For me, those sharing sessions resulted in deeper grip of the concepts that we were trying to master, and helped us become better thinkers, analyzers, and creators of our own interpretations. We would discuss, argue, and often indulge in intense verbal battle – and each time, we would develop newer perspective and better insights. Bottom line: we taught each other and made each other better.

And this brings to my first point. As Russian psychologist Lev Vygotsky proposed, learning happens best through social interaction. The more we share, the more we learn. Yes, we all learn in our own peculiar ways, but we learn best by interacting with each other in different social contexts.

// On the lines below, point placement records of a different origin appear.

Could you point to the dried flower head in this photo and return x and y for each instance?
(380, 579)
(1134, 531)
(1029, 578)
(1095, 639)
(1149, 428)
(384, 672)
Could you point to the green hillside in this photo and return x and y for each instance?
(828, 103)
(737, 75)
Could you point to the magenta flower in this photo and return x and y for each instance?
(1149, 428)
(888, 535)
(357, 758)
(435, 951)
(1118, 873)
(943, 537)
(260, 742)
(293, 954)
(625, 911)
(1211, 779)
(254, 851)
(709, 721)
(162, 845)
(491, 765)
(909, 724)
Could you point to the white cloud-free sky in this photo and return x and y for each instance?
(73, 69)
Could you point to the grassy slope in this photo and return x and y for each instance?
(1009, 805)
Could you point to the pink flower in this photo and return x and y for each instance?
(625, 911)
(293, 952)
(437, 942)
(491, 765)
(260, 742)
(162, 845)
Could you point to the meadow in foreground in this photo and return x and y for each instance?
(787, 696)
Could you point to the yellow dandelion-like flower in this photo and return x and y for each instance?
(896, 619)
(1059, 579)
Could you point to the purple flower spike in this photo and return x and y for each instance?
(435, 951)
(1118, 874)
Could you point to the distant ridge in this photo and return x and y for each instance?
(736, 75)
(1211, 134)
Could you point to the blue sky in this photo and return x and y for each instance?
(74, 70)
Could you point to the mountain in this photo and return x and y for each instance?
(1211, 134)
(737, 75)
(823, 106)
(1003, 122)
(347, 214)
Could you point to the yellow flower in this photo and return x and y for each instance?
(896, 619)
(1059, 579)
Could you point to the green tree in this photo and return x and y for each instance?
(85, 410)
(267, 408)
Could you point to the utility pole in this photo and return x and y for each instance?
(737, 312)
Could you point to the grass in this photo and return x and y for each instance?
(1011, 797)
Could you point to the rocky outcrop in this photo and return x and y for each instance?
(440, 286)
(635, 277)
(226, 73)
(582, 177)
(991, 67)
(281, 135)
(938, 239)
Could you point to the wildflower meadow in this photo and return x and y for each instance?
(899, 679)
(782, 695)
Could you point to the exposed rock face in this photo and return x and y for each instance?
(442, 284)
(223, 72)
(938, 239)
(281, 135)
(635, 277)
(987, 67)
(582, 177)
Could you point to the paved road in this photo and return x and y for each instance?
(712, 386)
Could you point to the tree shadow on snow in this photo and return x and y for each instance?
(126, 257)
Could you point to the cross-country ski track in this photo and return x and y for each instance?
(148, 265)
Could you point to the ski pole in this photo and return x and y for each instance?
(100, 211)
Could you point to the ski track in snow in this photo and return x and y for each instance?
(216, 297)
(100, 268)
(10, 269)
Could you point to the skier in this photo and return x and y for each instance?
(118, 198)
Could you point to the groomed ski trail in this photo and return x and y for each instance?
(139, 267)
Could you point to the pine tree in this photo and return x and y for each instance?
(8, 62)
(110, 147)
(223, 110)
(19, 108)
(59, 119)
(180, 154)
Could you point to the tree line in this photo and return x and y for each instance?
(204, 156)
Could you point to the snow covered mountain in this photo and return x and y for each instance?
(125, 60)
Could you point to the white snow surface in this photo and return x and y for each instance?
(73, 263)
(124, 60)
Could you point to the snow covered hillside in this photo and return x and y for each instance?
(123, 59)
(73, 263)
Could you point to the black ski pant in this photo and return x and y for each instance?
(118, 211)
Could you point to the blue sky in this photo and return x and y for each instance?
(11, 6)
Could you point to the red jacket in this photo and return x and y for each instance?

Now, imagine your teacher was to teach the concept of research. One way is your teacher starts the class with the definition of research. Explains the concept part by part. Gives some examples. Ends the class by going over the process of conducting research. This is what usually happens.

Another way is your teacher tells the students to visit 10 different companies, find out the number of employees in each, find out the salary range for males and females, and prepare a report – all these without giving you specific instruction. Asks you to write a reflection on what you did, share your findings, and finally the teacher connects everything to the concept of conducting a research.

I bet the second way will be far more effective because as a student, you would be engaged in constructing knowledge with your own hands. You would certainly learn and remember better from the experience than from memorizing the definitions written by the teacher on the board.

And, that’s my second point: learning happens when we actively participate in the learning process, when we take part in co-creating the knowledge by diving into real (or realistic) situations.


Once I was invited for a guest-lecture session in a reputed business college in Kathmandu. When I arrived at the college’s reception, the lady behind the desk looked indifferent, then confused. She asked me ten different questions about me and what I was doing there. I tried to explain her: “Look miss, this person from your college had called me yesterday for the session. So here I am.”

She snapped, for some reason. “What is wrong with this coordinator?” She exhaled anger. I stepped back. Literally. In a millisecond, her face turned evil red, and eyes looked possessed. “This coordinator never informs me and he shouts at me for not doing work properly. I am so fed up working in this office.”

And, all that time, I was thinking, “Dear lady, I don’t need to hear these internal stuff. I am an outsider. You don’t have to vent out on me.”

I was expecting a warm welcome and a cup of coffee. Instead, I witnessed a disgruntled employee losing her cool and risking the organization’s hard-earned goodwill.

Later when I thought about the incident, the theories of Organizational Behavior and Psychology started bouncing back in my head. I knew the theories, explanation, and examples from the books. But they made real sense only after I reflected on the incident unfolding in front of my eyes.

John Dewey, a pioneer in progressive education, had once said, “We do not learn from experience, we learn from reflecting on experience.” And that’s my third point: learning happens when we experience an event and consciously think back to analyze and make a meaning out of it.


Connecting all three scenarios, let me tell you what I believe about teaching and learning, and what we, as teachers, can do make it better.

When we help students explore, find, and draw multiple perspectives through classroom discussions, activities, enquiry, they learn better. When we understand this concept, we can design learning situations that allow students to ‘learn by doing’ and we help them experience and reflect to construct new knowledge.

Let’s reflect. Are we simply teaching the content? Or are we creating helpful environment which allows students to interact? Are we merely giving them assignments? Or are we allowing them to work together, learn together? Are we constantly dumping knowledge on them? Or are we giving them opportunities to reflect on their learning?

Dear teachers, let’s reflect.


A slightly modified version of this article was published on national daily The Kathmandu Post on April 17, 2017.